The recent inflation resurgence is challenging central banks. The annual inflation rate in the US has been reported at 6.8%, which is the highest in 40 years. If this inflation remains only for the short term, it can be counterproductive to control it aggressively. Any tightening of monetary policy without a strong reason can raise the short-term interest rates. It can delay recovery from the downturn caused by the recent pandemic.
Inflation Reasons
This recent surge is not higher than what was seen in the 70s and early 80s. The inflation then was caused mainly because of oil price surges. The present inflation, when compared to the 2000s, is still a big shock. The main reason behind the current inflation is the recent pandemic that has disrupted worldwide supply chains. Shortages of inputs like semiconductors have affected the productions of vehicles and electronic goods. Consumer demand is recovering after coming out of the pandemic, but suppliers are unable to meet the demand. Shortages of freight capacity and shipping containers have only worsened the problem. The transportation costs for the suppliers have increased significantly. Energy prices are under pressure. Major economies are seeing labor shortages, forcing companies to pay higher compensations to attract new staff.
Industry Expectations
How should central banks respond to this inflation challenge?

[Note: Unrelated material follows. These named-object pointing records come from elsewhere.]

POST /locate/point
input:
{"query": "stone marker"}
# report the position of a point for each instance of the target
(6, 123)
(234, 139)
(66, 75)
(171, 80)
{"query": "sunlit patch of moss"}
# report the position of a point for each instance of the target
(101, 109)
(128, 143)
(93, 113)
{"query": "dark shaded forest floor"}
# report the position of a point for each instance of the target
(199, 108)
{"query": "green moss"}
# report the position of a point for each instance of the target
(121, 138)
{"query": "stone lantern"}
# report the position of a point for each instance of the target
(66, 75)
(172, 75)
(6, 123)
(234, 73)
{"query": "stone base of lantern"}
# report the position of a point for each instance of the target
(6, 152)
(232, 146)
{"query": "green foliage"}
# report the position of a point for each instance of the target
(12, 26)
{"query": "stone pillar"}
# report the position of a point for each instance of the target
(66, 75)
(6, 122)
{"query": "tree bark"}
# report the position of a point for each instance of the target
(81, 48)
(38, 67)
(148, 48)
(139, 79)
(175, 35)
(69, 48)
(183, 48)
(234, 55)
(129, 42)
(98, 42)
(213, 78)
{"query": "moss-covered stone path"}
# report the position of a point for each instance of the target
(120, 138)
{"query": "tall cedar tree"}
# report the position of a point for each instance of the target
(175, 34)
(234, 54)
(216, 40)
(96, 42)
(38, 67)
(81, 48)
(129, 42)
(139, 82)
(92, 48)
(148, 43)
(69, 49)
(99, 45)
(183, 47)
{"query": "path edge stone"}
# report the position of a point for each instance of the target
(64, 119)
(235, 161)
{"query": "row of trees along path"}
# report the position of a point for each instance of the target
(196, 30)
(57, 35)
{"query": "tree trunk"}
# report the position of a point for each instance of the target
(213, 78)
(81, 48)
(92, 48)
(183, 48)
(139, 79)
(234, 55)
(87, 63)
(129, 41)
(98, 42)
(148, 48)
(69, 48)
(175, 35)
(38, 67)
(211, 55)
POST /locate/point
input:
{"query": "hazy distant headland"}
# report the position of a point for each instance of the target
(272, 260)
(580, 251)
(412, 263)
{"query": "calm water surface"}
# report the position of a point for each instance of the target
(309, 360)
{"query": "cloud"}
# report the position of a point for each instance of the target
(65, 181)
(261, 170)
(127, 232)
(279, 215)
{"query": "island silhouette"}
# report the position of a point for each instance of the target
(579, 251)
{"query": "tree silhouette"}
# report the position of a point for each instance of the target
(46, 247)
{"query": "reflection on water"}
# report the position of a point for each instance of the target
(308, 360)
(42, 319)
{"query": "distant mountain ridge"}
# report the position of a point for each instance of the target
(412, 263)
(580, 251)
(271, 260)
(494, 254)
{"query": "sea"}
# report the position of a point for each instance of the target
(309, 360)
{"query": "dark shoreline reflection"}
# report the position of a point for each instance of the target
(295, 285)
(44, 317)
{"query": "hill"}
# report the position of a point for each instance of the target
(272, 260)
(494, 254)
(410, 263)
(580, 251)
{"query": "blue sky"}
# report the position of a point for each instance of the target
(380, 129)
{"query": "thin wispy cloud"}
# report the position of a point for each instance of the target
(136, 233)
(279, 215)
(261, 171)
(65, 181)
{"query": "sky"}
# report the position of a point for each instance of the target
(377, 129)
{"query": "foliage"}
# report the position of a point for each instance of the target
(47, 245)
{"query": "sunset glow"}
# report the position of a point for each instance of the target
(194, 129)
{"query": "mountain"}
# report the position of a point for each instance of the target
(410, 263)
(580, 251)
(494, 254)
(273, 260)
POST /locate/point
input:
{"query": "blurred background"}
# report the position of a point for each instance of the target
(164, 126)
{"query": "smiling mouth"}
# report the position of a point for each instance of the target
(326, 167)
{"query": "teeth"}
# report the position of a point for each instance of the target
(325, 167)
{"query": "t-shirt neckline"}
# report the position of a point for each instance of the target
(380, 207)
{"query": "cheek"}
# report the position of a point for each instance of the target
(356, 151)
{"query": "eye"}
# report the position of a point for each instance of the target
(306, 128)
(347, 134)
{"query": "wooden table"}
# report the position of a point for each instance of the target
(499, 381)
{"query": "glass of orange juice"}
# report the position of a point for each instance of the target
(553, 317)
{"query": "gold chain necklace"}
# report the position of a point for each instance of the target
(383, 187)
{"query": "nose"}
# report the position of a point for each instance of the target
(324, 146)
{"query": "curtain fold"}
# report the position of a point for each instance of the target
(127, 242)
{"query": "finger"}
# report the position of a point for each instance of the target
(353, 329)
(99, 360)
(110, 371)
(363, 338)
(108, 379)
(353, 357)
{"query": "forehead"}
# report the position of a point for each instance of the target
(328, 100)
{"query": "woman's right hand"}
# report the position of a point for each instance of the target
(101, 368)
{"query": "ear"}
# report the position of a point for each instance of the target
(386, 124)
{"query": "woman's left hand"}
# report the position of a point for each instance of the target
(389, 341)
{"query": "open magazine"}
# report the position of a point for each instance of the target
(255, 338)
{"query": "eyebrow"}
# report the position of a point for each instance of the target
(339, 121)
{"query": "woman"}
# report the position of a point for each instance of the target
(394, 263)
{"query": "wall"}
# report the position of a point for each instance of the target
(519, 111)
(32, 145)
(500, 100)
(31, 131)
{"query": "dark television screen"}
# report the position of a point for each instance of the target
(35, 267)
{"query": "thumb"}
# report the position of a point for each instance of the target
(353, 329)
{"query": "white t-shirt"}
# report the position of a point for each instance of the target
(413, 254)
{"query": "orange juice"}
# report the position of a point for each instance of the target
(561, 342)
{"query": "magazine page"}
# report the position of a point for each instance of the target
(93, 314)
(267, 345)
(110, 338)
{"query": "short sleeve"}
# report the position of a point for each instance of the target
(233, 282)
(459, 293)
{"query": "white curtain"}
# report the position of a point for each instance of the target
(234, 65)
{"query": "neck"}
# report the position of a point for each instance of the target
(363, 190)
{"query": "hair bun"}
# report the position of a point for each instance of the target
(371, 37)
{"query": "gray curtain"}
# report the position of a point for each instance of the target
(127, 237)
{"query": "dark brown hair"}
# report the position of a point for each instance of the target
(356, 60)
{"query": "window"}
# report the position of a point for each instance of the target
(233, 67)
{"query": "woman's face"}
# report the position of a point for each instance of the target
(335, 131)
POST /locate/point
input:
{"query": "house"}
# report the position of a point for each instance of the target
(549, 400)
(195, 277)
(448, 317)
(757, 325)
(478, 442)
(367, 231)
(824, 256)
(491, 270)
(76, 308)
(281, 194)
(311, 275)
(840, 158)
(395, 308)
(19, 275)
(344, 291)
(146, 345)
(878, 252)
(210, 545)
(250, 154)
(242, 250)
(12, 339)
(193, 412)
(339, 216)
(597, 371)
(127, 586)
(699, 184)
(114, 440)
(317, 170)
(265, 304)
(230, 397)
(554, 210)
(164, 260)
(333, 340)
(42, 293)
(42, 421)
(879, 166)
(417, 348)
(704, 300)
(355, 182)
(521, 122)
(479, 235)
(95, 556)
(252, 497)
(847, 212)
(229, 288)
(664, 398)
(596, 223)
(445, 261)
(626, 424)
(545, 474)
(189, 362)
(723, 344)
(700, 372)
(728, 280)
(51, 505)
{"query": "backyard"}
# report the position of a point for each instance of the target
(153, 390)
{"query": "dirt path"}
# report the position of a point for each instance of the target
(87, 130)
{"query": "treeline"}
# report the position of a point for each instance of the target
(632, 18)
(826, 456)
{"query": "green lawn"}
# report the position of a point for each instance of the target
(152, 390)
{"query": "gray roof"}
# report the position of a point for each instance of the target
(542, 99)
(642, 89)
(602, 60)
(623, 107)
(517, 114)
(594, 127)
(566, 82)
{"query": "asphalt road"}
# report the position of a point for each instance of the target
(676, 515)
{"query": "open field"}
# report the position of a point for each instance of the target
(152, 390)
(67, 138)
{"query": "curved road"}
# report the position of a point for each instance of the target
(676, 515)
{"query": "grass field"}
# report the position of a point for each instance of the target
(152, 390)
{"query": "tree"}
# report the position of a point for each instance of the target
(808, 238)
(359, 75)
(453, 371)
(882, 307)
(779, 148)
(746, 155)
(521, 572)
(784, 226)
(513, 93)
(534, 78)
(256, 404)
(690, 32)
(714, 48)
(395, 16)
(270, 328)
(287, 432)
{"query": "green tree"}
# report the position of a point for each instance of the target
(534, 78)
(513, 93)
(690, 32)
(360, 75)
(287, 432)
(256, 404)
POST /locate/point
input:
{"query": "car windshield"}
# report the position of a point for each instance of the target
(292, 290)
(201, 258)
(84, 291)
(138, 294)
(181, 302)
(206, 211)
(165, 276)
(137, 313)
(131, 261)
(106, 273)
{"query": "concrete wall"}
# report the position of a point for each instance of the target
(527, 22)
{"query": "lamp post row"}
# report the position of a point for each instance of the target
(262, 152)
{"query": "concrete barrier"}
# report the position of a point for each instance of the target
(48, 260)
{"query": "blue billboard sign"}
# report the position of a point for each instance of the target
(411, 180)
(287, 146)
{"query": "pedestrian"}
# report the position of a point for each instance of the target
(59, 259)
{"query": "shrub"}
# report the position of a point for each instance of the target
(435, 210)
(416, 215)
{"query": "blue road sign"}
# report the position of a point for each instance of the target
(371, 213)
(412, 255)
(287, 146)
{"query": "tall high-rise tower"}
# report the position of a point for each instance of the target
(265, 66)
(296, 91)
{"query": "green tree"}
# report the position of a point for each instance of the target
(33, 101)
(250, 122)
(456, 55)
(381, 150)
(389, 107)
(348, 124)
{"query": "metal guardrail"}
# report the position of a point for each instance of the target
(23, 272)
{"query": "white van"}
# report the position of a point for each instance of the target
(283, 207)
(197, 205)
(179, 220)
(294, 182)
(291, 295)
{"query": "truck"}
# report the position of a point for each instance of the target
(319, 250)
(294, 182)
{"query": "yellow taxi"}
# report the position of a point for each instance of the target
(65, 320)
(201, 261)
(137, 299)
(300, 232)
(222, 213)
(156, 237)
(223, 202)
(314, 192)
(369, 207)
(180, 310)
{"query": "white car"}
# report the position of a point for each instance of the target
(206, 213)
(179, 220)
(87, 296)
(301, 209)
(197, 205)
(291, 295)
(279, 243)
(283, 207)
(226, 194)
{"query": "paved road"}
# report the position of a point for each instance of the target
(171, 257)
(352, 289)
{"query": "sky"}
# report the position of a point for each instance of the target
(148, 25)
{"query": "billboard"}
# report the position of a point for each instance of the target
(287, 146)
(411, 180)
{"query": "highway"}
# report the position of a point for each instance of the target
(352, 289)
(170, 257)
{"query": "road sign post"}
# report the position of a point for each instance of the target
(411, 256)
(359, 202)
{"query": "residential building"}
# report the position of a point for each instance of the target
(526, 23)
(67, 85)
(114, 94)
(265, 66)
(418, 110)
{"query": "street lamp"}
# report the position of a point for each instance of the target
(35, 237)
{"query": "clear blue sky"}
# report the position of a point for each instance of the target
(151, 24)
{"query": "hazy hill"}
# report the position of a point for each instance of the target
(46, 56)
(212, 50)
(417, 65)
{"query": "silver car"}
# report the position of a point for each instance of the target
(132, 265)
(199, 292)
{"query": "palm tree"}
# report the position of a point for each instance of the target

Businesses and consumers have some expectations. They think it will remain at high levels in the same way it was in the 70s. Inflation can continue if these views are incorporated in the wage claims. One difference compared to the 70s and 80s is that the current labor market is more flexible. Private sector trade unions today do not have the bargaining power they had during those years. The direction inflation takes will also depend on how fast supply disruptions are controlled and managed in the coming months.
One way to check if the inflation will remain transitory is by checking the predictions for the inflation data and labor market. If inflation starts coming down by mid-2022, central banks can increase the rates slowly to meet the expectations.